Dax unter Druck: Handelskonflikte ziehen Märkte in die Tiefe
Die jüngsten Spannungen in den Handelsbeziehungen zwischen den USA und China haben den deutschen Aktienmarkt weiterhin fest im Griff und führten am Mittwoch zu einem deutlichen Rückgang im Dax. Der fortwährende Zollstreit zwischen den USA und der EU erhöht die Unsicherheit zusätzlich und könnte in naher Zukunft ebenfalls eskalieren.
Gleich zu Beginn des Handelstages verzeichnete der Dax einen Rückgang von 2,51 Prozent, fiel dabei auf 19.770,60 Punkte zurück und rutschte erneut unter die essenzielle 200-Tage-Durchschnittslinie. Ebenfalls betroffen war der MDax, der um 2,56 Prozent auf 24.917,39 Punkte sank.
Auch der EuroStoxx 50, der zentrale Index der Eurozone, musste ein Minus von 2,8 Prozent hinnehmen.

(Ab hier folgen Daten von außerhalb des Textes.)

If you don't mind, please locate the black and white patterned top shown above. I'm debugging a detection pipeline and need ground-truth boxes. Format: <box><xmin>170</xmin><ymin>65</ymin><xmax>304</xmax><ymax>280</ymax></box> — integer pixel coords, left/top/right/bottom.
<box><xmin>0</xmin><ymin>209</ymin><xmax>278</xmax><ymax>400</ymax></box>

Der leichte Aufwärtstrend, der noch am Dienstag durch etwa zweieinhalbprozentige Gewinne erkennbar war, erlitt somit einen Dämpfer. Nicht nur in Europa, sondern auch die Börsen in Asien meldeten Verluste, während sich in New York gleichfalls eine negative Tendenz abzeichnet.
Der Analyst Jochen Stabzl von CMC Markets äußerte sich besorgt über die aktuelle Lage im Dax. Er vermisst Anzeichen einer Bodenbildung und befürchtet, dass der Index in den kommenden Tagen auf neue Tiefs unterhalb der 18.800-Punkte-Grenze fallen könnte. Besonders wichtig sei die Marke von 19.300 Punkten. Sollte diese durchbrochen werden, sei ein starker Rückgang bis auf 17.550 Punkte möglich. Hier könnte sich dann eine wesentliche Unterstützungszone befinden, die den Kursverfall möglicherweise aufhalten würde.